The Anglican Church of Canada agreed last week not to take any legislative action in response to differing views on same-sex blessings.
Rather, they chose to have "more conversation," said Archbishop Fred Hiltz, primate of the Anglican Church of Canada.
"That's an action," Hiltz insisted, according to the Anglican Journal.
Though the province, representing some 800,000 Anglicans, does not formally allow same-sex blessings and remains committed to the moratoria Anglican leaders worldwide agreed to in 2004, Canadian Anglicans acknowledged that a number of dioceses have already permitted the blessing of same-sex unions.
In 2003, the Diocese of New Westminster, one of 30 dioceses in the Canadian province, had heightened controversy in the global Anglican Communion when it approved the rite of blessing gay and lesbian unions.
"We acknowledge diverse pastoral practices as dioceses respond to their own missional contexts," states the Sexuality Discernment report, which the Anglican Church of Canada affirmed during its General Synod last week.
The document further reads, "There can be no imposition of a decision or action, but rather we are challenged to live together sharing in the mission of Christ entrusted to us, accepting that different local contexts call at times for different local discernment, decision and action."
Hiltz indicated on Friday, the concluding day of the synod, that the Canadian body will continue forward with diversity and in openness.
"We’re not in a position to be going back to dioceses where they’ve made decisions one way or the other, to say, 'You must change your mind on this,'" Hiltz explained Friday, the concluding day of the synod.
"Now is not the time to force the issue by a resolution because we’re not ready for that kind of step," he said.
Hailing the synod's affirmation of the Sexuality Discernment report, the primate observed, "We’re no longer demonizing one another."
"We’re regarding one another differently … more patiently, more graciously," he said, as reported by the Anglican Journal.
Anglicans in Canada went into the General Synod, a triennial gathering, with the resolve not to debate or vote on a resolution that bans or allows same-sex blessings.
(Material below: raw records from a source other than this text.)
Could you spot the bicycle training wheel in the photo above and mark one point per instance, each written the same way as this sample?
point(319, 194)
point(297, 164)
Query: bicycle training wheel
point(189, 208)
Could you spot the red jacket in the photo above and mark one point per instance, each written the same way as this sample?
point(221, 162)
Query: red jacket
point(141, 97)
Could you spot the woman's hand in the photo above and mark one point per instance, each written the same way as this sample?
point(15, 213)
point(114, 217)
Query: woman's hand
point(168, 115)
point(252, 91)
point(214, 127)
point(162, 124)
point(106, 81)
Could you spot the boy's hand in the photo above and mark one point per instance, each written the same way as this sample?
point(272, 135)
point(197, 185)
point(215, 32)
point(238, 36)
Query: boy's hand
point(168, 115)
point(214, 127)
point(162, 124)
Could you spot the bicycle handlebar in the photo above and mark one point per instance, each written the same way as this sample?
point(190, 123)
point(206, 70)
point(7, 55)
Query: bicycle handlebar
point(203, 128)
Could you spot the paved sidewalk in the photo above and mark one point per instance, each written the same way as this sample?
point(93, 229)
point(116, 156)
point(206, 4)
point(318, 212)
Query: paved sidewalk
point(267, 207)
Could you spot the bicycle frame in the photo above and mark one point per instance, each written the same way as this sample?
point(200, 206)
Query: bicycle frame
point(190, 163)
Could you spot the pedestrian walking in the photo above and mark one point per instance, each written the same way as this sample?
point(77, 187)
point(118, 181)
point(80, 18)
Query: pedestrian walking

The 2010 synod was, rather, designed to encourage and continue dialogue on the controversial matter of homosexuality.
"I think the Holy Spirit has called this church out of a time when we tried to resolve so many contentious issues through resolution, heated debate, fierce confrontation, even on the floor of synod, [with] subsequent hurt and anger and frustration and discouragement," Hiltz stated during the closing session of the synod. "People should never walk away from a synod feeling that way.
The church has entered into "a new space" where they can have "robust conversations," he noted. "We try to speak the truth in love. We try to listen respectfully. And together we try to discern the Spirit’s lead."
The General Synod came as The Episcopal Church in the United States was disciplined for ordaining its second openly homosexual bishop last month. The Rev. Canon Kenneth Kearon, secretary general of the Anglican Communion, recently informed the U.S. body that it was suspended from participating in ecumenical dialogues and stripped of decision-making powers on the Inter-Anglican Standing Commission on Unity, Faith and Order – a body that examines issues of doctrine and authority.
Kearon indicated in an announcement last week that the Anglican Communion was also keeping an eye on the Canadian body and its actions regarding same-sex blessings.